“It’s being here now that’s important. There’s no past and there’s no future. Time is a very misleading thing. All there is ever, is the now. We can gain experience from the past, but we can’t relive it; and we can hope for the future, but we don’t know if there is one.” 
― George Harrison

FB The Persistent Optimist


In contrast to the tiny limbs of my five year old and the gaps in his still growing body of knowledge, I often experience the illusion that I am an adult. I mean, sure, as I skid to the end of my thirties this coming August, and the fact that no one cards me at Trader Joe’s for wine anymore (okay, or at restaurants), do stack up to mean “adult” in physical years. But I experience so many emotions throughout the day that suggests parts of me are, in fact, living across a vast spectrum of ages. Like when I snapped with childlike annoyance at my son because he demanded to know the difference between a sweater and a sweatshirt (now that I think about it, it is almost an existential question), or when a vague post on Facebook hit my shame spot, felt like it was aimed right at me, or when a prickly guilt settled in that I’m a bad daughter for being unable to help my mom who just had foot surgery even though I live two hours away.

It helps to know that we are not one single person but a series of selves, all of our ages, all our history, assembled together into one unified experience of a self.  The version that is here, now. I read a lot of literature about “the present moment”—Pema Chodron, Eckhart Tolle, Jack Kornfield… Bear with me, I know this lingo reeks of new-age over simplification, but when you stop and really look at what the authors are saying, you realize that the present moment truly, really, deeply is all that we have. Right now. And right now. And right now. Sweatpants and Coffee’s illustrious founder, and my friend, Nanea, is always one to remind me when I’m projecting anxiously into the past or hanging on with crippling intensity to the past: “You’re time traveling, Jordan.”

We all time travel; we can’t help it. All those shadow selves are still inside us, pressed behind our skin. Some of them we’ve worked through in therapy and confessions to friends, through yoga and exercise, with wine and good books. But traces of the past always remain. We are all subject, at any time, to this time warp.

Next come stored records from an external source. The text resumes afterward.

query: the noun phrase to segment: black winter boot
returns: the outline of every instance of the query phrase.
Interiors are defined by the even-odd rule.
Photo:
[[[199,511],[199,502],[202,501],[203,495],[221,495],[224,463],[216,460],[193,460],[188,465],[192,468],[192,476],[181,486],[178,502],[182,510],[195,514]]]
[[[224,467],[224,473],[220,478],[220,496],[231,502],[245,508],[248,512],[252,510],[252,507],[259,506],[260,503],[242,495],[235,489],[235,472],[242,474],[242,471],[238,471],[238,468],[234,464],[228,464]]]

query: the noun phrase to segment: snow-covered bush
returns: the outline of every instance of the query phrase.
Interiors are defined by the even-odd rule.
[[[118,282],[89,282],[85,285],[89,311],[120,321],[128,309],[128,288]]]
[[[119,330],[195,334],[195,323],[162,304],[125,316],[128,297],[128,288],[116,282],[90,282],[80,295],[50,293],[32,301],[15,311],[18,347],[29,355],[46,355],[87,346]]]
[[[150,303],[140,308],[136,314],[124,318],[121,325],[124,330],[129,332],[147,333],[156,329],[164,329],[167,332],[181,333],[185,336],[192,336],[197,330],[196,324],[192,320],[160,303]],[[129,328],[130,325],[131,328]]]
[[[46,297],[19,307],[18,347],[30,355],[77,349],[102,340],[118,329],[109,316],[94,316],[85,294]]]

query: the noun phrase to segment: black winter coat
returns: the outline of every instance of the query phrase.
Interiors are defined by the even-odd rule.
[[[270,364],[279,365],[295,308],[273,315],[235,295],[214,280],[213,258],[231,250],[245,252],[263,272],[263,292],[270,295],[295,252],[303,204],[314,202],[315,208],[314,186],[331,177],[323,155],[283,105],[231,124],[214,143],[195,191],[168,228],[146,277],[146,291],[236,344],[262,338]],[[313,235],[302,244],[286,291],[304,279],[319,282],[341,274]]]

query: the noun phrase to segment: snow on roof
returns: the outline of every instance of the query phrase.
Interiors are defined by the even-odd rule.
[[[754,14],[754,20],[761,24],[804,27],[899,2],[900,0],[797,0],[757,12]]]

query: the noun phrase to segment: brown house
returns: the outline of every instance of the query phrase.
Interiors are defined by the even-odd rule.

And it’s true. When I learned in March that my godmother had passed back in September and I’d never been notified by her husband, you can bet I was thrust right back in time scrabbling to think when was the last time I talked with her? What did I say? And the thud to the heart as I realized: I didn’t say everything I wanted to say. But, as my friends and husband have reminded me, I still can. You still can. Even if it’s only to the sky as I stand in my garden, or the blank, patient pages of my journal. It’s what’s left inside you, after all, that counts.

Just as you can catch yourself as you turn into a cranky, frustrated toddler when something doesn’t go your way. I find it helpful to identify the age you’ve gone to (and yes, you can move forward in time to cranky, anxious curmudgeon too, you know) and put your own younger self on your knee and say the same sorts of things you might tell your children or a friend: “Hey, it’s okay. We’ll figure this out.”